Since Islamic law only allows for truces so that the jihadis can gain strength in order to fight again more effectively, this could signal that the Gaza jihadis believe they are again strong enough to confront the Israelis.
"Gaza rocket slams South for first time since truce," by Yaakov Lappin for Reuters, February 26 (thanks to Alexandre):
Palestinian terrorists broke a three month ceasefire on Tuesday and fired a rocket from Gaza into southern Israel. The rocket fell on a road south of Ashkelon causing some damage to a road, police spokesman Micky Rosenfeld said.
Al- Aqsa Martyrs Brigades took resonsibilty [sic] for the attack, Palestinian news agency Ma'an reported. The terrorists fired a Grad rocket in response to the "liquidation" of the prisoner Jaradat, Ma'an reported.
The IDF Spokesperson said there were no injuries in the incident.
According to Chief Inspector Liat Nidan of the Lachish sub-district, police have not increased their level of readiness in the wake of the rocket strike, and have not received any sort of assessments from the security establishment about a possible flare-up in the days to come.
She added that no code red alarm went off in the city before the rocket struck, and the IDF is investigating why one did not go off.

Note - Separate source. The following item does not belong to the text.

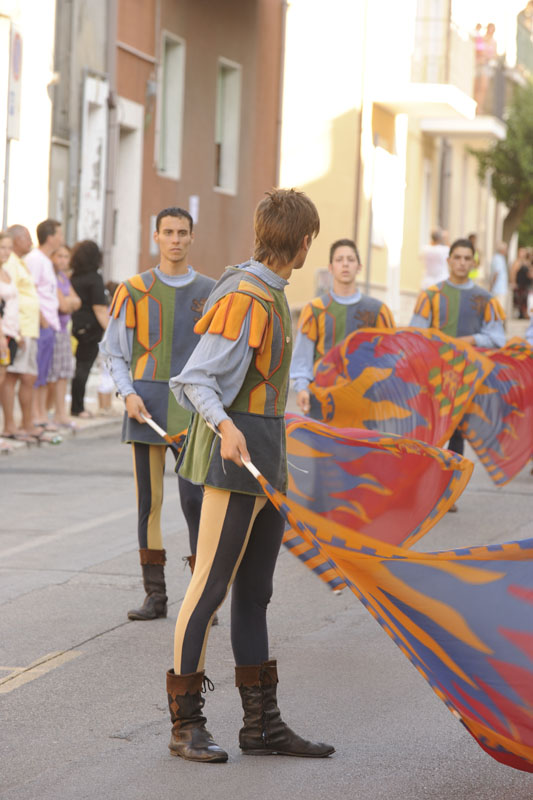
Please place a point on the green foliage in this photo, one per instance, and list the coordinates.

"An explosion was heard in the Ashkelon region experts searched areas and found one rocket that struck, damaging a road but causing no injuries," Rosenfeld said.
Egyptian mediators helped achieve a truce in Gaza after eight days of punishing Israeli air strikes amid rocket attacks from the coastal territory in late November.
The attack came after the death on Saturday of a Palestinian detainee in Israeli custody which triggered protests in the West Bank.
In the latest violence there, Israeli troops shot and wounded five Palestinians during confrontations with protesters in the Bethlehem area on Monday and a 15-year-old boy was in critical condition.
The death in disputed circumstances of Arafat Jaradat, buried in a funeral in the Hebron area attended by thousands on Monday, and a hunger strike by four other Palestinian inmates, have stoked tensions ahead of a planned visit next month by US President Barack Obama.